I have a string with the structure task_name-student_name and I want to split it into two variables:

• task: containing the chunk before the -
• student: containing the chunk after the -

I can get this to work with sed:

string="task_name-student_name"
student=$(echo "$string" | sed "s/.*-//")
task=$(echo "$string" | sed "s/-[^-]*$//")

However, VS Code suggests "See if you can use $(variable//search/replace) instead".

So I have two questions:

1. Why would $(variable//search/replace) be better
2. How do I get the parameter expansion to work without it being interpreted as a command?

When I try

echo $("$string"//-[^-]*$//)

or

echo $(echo $("$string"//-[^-]*$//))

I get this output:

bash: task_name-student_name//-[^-]*$//: No such file or directory

Thanks in advance!

Answer 1

First: for variable expansion, you want curly braces instead of parentheses. $(something) will execute something as a command; ${something} will expand something as a variable. And just for completeness, $((something)) will evaluate something as an arithmetic expression (integers only, no floating point).

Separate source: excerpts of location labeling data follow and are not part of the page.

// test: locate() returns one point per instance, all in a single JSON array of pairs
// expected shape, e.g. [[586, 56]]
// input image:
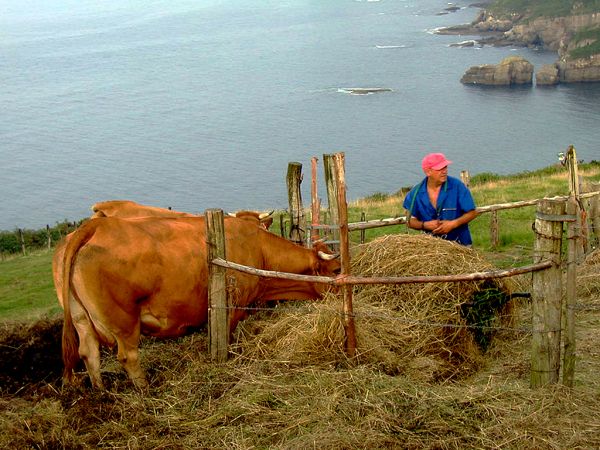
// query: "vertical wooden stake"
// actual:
[[218, 320], [22, 239], [332, 195], [363, 218], [465, 177], [297, 225], [546, 295], [494, 230], [345, 253], [574, 189], [281, 226], [572, 208], [49, 236], [315, 216], [594, 214]]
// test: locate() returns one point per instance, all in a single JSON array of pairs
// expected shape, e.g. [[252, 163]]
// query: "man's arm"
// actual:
[[446, 226]]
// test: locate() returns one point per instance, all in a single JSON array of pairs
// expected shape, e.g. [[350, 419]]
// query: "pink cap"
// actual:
[[435, 161]]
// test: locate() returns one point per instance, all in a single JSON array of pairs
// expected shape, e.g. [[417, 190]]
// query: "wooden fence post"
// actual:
[[573, 230], [22, 239], [594, 214], [547, 294], [494, 229], [297, 225], [218, 320], [332, 195], [315, 203], [349, 327], [465, 177], [363, 218], [575, 189]]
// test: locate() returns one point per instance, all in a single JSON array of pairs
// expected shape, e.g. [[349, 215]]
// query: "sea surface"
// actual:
[[202, 104]]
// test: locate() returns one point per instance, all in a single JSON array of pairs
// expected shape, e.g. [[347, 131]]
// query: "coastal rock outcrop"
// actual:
[[547, 75], [511, 71], [579, 70], [549, 32], [575, 38]]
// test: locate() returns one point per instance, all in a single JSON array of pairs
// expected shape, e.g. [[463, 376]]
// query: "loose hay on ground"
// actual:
[[416, 328]]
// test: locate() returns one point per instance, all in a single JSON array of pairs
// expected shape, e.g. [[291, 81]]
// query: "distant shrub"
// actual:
[[485, 177], [377, 197], [10, 241]]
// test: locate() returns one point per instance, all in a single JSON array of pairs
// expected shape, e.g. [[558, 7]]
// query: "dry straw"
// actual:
[[416, 329]]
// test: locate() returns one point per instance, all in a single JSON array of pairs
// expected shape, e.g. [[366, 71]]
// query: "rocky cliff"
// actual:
[[511, 70], [561, 34]]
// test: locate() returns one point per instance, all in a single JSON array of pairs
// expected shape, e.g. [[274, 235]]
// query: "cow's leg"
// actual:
[[129, 356], [89, 345]]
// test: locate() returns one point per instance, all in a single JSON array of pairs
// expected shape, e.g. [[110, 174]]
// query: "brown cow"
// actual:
[[127, 277], [129, 209]]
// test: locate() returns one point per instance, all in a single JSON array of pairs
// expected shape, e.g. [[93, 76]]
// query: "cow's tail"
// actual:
[[70, 351]]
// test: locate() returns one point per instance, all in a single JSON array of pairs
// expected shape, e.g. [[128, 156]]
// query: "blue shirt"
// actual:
[[453, 201]]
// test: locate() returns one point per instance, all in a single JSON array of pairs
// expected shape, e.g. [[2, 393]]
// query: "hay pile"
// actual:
[[416, 329], [588, 279]]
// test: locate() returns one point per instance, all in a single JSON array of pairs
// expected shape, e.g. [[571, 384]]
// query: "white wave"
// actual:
[[434, 30], [363, 91], [390, 46]]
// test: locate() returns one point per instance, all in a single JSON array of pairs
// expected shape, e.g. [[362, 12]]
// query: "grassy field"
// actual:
[[27, 292], [288, 383]]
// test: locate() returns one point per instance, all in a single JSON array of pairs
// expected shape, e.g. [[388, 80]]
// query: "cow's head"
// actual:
[[265, 218], [327, 263]]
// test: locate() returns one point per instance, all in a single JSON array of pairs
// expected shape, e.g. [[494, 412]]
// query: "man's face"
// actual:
[[438, 176]]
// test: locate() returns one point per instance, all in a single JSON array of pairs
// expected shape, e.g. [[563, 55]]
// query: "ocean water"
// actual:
[[202, 104]]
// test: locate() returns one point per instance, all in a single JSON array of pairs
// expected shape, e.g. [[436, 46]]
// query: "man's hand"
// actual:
[[444, 226]]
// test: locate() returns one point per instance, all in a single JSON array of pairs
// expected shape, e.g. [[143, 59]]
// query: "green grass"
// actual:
[[544, 8], [27, 292], [26, 287], [591, 49]]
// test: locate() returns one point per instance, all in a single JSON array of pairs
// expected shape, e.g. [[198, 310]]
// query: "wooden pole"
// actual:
[[594, 214], [49, 236], [22, 239], [572, 208], [297, 225], [315, 216], [494, 230], [547, 294], [218, 320], [332, 196], [575, 190], [465, 177], [363, 218], [340, 178], [281, 226]]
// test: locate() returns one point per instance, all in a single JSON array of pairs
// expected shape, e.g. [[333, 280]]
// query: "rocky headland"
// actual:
[[575, 37]]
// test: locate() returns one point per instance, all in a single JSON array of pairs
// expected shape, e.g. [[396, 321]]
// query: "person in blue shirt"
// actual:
[[440, 205]]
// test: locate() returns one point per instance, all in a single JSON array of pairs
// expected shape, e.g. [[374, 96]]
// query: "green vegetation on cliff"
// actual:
[[543, 8], [591, 35]]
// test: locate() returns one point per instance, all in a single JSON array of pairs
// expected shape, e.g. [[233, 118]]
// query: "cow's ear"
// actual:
[[327, 256]]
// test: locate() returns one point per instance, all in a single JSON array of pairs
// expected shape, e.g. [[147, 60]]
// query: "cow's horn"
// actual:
[[262, 216], [327, 256]]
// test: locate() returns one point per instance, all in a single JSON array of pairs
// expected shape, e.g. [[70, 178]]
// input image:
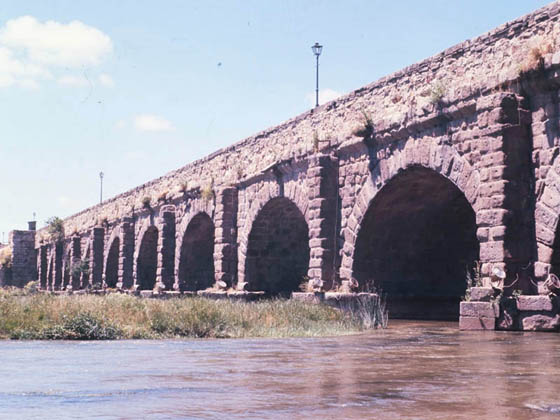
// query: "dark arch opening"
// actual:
[[50, 275], [84, 273], [67, 269], [146, 265], [418, 244], [112, 266], [555, 258], [278, 249], [196, 263]]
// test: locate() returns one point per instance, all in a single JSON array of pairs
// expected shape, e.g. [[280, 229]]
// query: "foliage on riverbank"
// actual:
[[29, 315]]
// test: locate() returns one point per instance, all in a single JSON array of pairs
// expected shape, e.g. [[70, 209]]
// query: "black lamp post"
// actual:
[[317, 51], [101, 174]]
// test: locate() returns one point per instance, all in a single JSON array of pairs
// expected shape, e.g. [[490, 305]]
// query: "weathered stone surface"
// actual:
[[482, 294], [509, 315], [534, 303], [308, 297], [480, 170], [545, 321], [472, 323], [479, 309]]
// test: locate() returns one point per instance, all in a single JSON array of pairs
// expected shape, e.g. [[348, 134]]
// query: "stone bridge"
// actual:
[[437, 173]]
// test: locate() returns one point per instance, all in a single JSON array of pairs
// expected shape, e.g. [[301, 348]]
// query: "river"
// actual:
[[413, 370]]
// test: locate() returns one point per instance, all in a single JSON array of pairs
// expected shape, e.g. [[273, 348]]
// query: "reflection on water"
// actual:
[[413, 370]]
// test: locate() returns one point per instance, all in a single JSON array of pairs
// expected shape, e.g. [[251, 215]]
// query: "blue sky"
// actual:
[[138, 88]]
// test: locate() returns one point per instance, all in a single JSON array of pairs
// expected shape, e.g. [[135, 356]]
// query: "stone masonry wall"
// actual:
[[468, 71], [483, 116]]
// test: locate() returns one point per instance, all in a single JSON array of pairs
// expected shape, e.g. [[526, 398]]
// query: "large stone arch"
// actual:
[[277, 257], [85, 274], [547, 214], [111, 257], [445, 191], [146, 257], [67, 265], [254, 197], [195, 266]]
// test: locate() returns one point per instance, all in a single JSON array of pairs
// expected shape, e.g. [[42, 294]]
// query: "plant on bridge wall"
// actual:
[[147, 202], [207, 192], [184, 187], [437, 92], [55, 229], [162, 198], [240, 173], [534, 59], [80, 268], [315, 142], [366, 130], [6, 257]]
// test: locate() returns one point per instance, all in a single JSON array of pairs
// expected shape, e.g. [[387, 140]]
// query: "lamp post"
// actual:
[[101, 174], [317, 51]]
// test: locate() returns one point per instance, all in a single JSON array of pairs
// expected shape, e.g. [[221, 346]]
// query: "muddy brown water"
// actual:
[[413, 370]]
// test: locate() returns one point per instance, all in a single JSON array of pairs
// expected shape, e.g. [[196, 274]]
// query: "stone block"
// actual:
[[534, 303], [308, 297], [481, 294], [509, 315], [546, 321], [473, 323], [479, 309]]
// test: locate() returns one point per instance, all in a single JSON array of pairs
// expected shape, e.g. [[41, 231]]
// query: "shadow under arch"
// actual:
[[418, 243], [112, 264], [277, 258], [196, 259], [146, 263]]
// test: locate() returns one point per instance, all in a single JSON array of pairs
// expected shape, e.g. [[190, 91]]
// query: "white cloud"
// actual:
[[33, 51], [70, 80], [74, 44], [325, 95], [106, 80], [149, 122], [120, 124]]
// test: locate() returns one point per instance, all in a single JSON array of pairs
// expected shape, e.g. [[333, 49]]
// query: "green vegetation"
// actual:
[[79, 268], [207, 192], [147, 202], [25, 314], [6, 257], [55, 229], [366, 130], [437, 92]]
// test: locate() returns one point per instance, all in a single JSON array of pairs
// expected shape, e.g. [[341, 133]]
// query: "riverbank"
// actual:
[[27, 315]]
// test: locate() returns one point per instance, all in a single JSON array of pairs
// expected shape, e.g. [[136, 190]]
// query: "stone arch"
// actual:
[[67, 266], [277, 257], [255, 197], [112, 263], [443, 198], [547, 214], [85, 274], [50, 271], [195, 270], [147, 259], [111, 258]]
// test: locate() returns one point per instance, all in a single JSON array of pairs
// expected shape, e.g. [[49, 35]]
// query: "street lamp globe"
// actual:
[[317, 48]]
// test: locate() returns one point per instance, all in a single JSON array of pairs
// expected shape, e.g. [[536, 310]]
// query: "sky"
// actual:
[[136, 89]]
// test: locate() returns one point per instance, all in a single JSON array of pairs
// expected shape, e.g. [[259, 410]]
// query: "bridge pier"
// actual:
[[225, 236], [322, 183], [165, 277], [126, 257], [97, 251]]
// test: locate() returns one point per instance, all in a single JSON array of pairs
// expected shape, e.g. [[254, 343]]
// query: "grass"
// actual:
[[28, 315]]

As for replacing the sed with a variable expansion: I wouldn't use $(variable//search/replace} for this; there are more appropriate modifications. ${variable#pattern} will remove the shortest possible match of pattern from the beginning of the variable's value, so use that with the pattern *- to remove through the first "-":

student=${string#*-}

Similarly, ${variable%pattern} will remove from the end of the variable's value, so you can use this with the pattern -* to remove from the dash to the end:

task=${string%-*}

Note that the patterns used here are "glob" expressions (like filename wildcards), not regular expressions like sed uses; they're just different enough to be confusing. Also, the way I've written these assumes there's exactly one "-" in the string; if there's a possibility some student will have a hyphenated name or something like that, you may need to modify them.

There are lots more modifications you can do in a parameter expansion; see the bash hacker's wiki on the subject. Some of these modifications will work in other shells besides bash; the # and % modifiers (and the "greedy" versions, ## and %%) will work in any shell that conforms to the POSIX standard.